The AG’s motion argues the interim orders imposing a vaccine mandate were repealed and no longer exist in law.

“There is no live issue between the parties. An order will have no practical effect,” says the text of the motion.

The AG further argues that “scarce judicial resources” should be used more appropriately.

The Justice Department has assigned at least nine lawyers to the case and presented 16 witnesses and experts in defence of the mandate.

Wilson says the interim order imposing vaccination in transportation expired on June 20 and was not renewed, but nothing would prevent the transport minister to write a new order.

He also highlights the government’s language surrounding the issue which suggests it is only a “suspension” and not a full repeal.
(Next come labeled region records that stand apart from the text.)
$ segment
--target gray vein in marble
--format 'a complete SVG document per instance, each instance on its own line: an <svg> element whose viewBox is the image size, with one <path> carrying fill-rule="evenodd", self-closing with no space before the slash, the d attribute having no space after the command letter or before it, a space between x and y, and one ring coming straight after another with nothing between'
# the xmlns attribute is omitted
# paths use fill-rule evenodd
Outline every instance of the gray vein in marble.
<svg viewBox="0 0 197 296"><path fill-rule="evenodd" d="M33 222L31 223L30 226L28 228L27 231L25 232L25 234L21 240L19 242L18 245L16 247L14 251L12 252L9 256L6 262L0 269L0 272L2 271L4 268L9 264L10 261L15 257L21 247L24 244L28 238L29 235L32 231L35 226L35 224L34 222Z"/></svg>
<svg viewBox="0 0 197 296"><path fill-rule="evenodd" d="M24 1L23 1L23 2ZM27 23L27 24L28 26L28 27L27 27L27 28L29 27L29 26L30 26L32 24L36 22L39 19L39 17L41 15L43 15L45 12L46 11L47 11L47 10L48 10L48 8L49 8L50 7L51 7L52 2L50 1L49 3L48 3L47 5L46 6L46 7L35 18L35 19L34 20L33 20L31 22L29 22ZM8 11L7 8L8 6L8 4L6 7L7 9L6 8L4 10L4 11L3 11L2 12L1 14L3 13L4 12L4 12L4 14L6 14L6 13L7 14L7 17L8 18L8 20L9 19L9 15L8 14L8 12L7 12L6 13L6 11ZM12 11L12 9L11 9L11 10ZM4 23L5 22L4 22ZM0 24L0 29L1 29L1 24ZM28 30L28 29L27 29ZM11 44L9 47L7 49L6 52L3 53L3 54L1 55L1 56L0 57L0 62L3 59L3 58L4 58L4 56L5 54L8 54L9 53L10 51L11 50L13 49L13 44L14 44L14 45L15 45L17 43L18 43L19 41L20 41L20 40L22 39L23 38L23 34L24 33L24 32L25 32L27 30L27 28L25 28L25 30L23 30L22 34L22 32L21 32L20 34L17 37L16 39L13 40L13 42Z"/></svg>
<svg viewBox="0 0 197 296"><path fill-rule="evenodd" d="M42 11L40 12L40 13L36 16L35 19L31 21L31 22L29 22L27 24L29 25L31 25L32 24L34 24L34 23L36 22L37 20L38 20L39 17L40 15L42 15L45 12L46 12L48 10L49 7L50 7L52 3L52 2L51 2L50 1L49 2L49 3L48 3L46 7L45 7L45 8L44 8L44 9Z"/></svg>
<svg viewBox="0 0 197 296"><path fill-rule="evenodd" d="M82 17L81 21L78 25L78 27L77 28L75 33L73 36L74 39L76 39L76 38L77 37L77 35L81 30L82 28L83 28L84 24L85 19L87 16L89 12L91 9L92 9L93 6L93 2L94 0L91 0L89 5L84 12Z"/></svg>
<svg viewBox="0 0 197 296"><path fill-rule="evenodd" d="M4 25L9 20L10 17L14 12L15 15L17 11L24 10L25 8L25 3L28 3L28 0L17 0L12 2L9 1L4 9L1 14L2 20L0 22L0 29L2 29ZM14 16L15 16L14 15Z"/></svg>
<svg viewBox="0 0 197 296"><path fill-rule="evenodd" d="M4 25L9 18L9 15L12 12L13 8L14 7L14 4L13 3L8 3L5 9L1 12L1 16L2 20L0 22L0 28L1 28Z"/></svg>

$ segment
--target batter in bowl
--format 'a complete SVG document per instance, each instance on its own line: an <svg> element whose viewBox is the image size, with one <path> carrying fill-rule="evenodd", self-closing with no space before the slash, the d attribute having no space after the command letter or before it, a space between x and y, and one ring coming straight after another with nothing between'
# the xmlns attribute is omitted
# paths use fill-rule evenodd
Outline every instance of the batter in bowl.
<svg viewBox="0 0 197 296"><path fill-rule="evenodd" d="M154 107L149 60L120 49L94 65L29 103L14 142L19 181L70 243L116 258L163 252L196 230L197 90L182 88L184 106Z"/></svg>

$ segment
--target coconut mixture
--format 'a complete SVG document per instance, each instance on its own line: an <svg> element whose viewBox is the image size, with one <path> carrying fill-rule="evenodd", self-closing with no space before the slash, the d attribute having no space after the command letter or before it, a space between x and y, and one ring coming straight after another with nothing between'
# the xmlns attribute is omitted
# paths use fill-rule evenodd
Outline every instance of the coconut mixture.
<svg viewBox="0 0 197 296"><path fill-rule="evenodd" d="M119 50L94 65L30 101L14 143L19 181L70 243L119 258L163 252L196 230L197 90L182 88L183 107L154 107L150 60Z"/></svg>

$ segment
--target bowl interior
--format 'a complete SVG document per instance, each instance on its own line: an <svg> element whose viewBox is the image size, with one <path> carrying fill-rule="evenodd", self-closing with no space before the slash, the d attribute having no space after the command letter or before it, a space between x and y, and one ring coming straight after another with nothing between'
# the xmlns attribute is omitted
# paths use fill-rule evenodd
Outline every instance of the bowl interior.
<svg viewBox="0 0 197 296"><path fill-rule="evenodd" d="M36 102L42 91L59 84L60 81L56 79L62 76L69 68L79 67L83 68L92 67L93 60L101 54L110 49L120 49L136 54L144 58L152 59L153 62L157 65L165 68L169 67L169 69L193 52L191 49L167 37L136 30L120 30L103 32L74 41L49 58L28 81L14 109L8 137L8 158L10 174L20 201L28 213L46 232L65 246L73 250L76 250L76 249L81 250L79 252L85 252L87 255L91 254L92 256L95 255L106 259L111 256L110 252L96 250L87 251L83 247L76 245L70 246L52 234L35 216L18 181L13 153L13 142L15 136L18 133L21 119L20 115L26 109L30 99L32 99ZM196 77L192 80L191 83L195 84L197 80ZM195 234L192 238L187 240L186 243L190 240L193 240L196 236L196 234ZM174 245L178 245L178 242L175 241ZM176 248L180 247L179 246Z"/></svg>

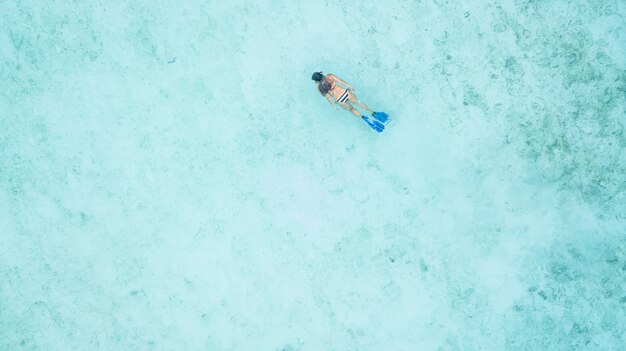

Variations of the word “suspend” appear seven times in Transport Canada’s official June 14 announcement on the mandate roll-back, which also says the government “will not hesitate to make adjustments.”
The AG’s motion to declare the applications moot is expected to be heard by the court in person on Sept. 21. If the action is allowed to continue, hearings will take place from Oct. 31 to Nov. 4.

Court Documents

The Epoch Times has reported many previously undisclosed revelations based on court documents and testimony from government officials on the vaccine mandate.
Jennifer Little, the Transport Canada official who drafted the mandate policy, said during cross-examination in June she couldn’t recall a recommendation from Health Canada to impose the mandate.
Public Health Agency of Canada (PHAC) epidemiologist Dr. Lisa Waddell testified during cross-examination in May that there was little data on in-flight transmission and that her team’s briefing on the topic did not recommend vaccination as a requirement for air travel.

The official who authorized the COVID-19 vaccines in Canada, Dr. Celia Lourenco, testified in June the vaccines are still under trial and were put to market through a rare interim order.

She said that if the vaccines had shown their current level of effectiveness against infection (below 50 percent, with protection plummeting after a few months) during the initial trials, they would never have been approved.

The vaccines remain authorized due to the protection they afford against serious outcomes, she said, though there isn’t a specific threshold being monitored.

Court documents show the Liberal government decided to impose the travel mandate in late July, and subsequently made the public announcement on August 13.

The mandate came into force in late October after the Liberals were re-elected with a minority government in September 2021.

It prevented unvaccinated Canadians from taking a flight, a train, and some marine vessels from within Canada, but allowed for medical and religious exemptions. No compassionate exemptions were granted for people to attend funerals or other events.
The government was seeking to have “one of the strongest vaccination mandates for travellers in the world,” according to court documents.